Unfortunately, it has been shown many times that pain disparities remain even when adjusting for radiographic osteoarthritis severity (KLG) - Black, lower income and lower education patients have more pain at every level of X-ray graded disease severity.
This doesn’t make sense. Why are radiologists not able to see pain the same for all people? Because radiographic severity is not a credible predictor for pain. This might have to do with the fact that KLG was developed in the 50s on White British males, while being applied today on the whole population, as discussed in PCL+ (2021).
Tying it up
The recurring theme in all three failure cases is unintended implications of using proxy variables in predictive modelling. In the first case, stroke recorded in the ER data was a proxy for stroke in the general population. In the second case, medical expenditure was a proxy for healthcare needs. And in the third, the radiologist’s diagnostic label was a proxy for the true underlying pain.
If we think about it, these examples are not exceptions. In most predictive tasks, we are interested in modelling unobservable theoretical constructs, like socioeconomic status, patient health, teacher effectiveness etc. Because these constructs cannot be observed, they cannot be measured directly. Instead, they must be inferred from measurements of observable properties. Collapsing the distinction between unobservable constructs and observed data might cause adverse implications, while acknowledging this gap is the best thing we can do to anticipate (and maybe mitigate) these implications.
Further reading
The theory of measurement modelling formalizes a statistical model between the latent construct and its measured proxies. This work is a great read on the topic.

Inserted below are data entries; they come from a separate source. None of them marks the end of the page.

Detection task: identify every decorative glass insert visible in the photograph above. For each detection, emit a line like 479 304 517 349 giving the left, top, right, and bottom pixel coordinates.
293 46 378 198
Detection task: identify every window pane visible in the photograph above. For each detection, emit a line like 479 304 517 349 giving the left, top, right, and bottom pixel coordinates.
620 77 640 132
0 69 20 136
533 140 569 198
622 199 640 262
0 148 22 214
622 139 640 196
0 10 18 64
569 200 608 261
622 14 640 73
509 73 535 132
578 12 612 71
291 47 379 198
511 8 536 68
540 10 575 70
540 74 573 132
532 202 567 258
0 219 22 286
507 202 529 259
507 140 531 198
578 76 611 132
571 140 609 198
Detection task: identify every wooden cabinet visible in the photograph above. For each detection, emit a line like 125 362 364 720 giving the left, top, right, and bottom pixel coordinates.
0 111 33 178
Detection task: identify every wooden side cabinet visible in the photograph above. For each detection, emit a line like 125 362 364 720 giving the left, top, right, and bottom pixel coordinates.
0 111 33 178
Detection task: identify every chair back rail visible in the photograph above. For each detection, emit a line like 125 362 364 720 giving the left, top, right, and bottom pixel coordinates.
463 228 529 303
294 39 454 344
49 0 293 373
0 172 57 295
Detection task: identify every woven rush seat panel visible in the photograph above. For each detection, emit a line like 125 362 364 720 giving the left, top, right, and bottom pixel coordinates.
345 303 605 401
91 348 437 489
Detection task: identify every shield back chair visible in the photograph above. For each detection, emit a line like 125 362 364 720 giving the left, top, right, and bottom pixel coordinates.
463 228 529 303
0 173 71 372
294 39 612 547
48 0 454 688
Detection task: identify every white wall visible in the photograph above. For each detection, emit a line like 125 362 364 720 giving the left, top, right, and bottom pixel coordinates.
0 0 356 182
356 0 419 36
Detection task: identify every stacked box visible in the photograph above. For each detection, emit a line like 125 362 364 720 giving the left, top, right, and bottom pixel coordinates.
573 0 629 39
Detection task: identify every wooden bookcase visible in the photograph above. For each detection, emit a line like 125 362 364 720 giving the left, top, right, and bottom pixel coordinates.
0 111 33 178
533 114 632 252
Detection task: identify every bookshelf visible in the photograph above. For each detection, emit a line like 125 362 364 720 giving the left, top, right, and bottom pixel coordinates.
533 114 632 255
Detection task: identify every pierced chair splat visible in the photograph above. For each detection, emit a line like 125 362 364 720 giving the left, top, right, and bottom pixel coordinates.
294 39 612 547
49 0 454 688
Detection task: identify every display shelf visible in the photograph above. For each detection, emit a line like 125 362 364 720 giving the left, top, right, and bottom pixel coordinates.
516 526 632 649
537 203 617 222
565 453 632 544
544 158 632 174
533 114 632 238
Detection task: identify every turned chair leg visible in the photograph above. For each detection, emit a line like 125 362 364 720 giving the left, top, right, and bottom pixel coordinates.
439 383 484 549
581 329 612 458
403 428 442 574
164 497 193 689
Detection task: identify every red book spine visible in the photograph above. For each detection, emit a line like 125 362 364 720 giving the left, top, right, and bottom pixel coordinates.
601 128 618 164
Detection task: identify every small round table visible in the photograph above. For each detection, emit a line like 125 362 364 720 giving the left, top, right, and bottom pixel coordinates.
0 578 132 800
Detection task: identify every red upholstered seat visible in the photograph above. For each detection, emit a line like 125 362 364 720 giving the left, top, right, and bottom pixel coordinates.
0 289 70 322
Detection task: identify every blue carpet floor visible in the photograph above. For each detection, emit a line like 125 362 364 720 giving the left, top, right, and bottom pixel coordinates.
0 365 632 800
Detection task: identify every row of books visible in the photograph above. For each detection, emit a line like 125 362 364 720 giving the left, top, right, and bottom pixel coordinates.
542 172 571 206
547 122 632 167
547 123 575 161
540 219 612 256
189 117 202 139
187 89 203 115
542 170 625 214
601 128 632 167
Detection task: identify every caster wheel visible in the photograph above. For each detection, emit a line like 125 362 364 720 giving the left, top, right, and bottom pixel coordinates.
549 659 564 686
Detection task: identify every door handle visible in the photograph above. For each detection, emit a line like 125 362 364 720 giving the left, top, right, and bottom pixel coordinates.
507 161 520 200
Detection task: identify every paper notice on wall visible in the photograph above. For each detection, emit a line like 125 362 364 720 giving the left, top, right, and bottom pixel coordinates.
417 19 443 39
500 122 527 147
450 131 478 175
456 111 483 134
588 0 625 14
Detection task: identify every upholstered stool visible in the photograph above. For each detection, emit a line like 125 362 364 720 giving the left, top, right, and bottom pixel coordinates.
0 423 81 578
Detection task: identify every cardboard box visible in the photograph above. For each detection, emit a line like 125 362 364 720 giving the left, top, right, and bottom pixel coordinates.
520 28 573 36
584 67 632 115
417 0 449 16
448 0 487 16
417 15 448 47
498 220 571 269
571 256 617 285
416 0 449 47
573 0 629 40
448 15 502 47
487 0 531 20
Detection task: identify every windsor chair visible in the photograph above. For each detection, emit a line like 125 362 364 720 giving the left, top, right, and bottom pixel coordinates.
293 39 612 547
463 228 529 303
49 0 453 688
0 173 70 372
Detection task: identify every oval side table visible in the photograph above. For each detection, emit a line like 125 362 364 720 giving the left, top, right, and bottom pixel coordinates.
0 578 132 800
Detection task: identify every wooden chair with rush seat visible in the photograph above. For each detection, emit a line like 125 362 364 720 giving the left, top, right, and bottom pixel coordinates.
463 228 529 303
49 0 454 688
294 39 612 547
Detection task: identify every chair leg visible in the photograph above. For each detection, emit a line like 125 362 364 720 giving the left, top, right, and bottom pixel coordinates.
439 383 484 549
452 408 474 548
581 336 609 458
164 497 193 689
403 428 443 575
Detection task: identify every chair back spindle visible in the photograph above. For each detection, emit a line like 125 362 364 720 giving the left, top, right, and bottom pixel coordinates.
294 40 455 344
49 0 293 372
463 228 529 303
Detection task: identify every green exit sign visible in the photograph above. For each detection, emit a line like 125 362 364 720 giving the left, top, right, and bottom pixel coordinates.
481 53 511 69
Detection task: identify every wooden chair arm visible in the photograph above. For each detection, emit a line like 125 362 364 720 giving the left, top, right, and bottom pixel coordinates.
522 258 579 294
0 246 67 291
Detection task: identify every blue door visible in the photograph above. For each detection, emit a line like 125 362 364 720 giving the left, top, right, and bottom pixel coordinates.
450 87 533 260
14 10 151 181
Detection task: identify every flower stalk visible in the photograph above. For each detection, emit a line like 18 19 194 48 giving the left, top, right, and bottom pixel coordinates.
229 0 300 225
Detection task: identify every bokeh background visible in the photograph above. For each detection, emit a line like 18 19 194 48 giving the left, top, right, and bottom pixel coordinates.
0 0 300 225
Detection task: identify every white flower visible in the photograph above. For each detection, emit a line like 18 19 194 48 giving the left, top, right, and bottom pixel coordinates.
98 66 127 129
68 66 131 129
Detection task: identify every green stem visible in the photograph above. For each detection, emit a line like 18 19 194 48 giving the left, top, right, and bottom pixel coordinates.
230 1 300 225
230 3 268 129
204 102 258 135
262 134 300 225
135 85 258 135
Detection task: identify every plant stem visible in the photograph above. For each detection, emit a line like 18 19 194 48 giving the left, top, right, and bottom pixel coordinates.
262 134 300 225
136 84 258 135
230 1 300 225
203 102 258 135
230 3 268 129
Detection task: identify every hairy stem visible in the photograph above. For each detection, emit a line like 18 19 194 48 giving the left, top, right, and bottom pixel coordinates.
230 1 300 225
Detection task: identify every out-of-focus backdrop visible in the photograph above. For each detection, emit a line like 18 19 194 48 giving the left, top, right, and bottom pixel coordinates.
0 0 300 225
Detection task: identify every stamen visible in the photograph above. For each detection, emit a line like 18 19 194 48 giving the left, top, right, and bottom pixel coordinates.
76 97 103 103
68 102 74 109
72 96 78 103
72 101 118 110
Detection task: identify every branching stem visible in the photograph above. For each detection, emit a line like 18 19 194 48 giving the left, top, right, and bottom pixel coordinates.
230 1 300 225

Aside from fairness related harms like discussed here, when using proxies we can expect a mismatch between the predictive task and the real world objective. This might also lead to misleading evaluation of the model -see this great talk.
Ever seen claims of superhuman medical performance? It is likely because the model performs a proxy for the real medical task, see for example the discussion here.
Takeaway
Proxy variables and proxy tasks have broad implications for the utility and fairness of the models in which they are used. By making explicit the gap between the objective and its proxy, we might be able to build better ML systems.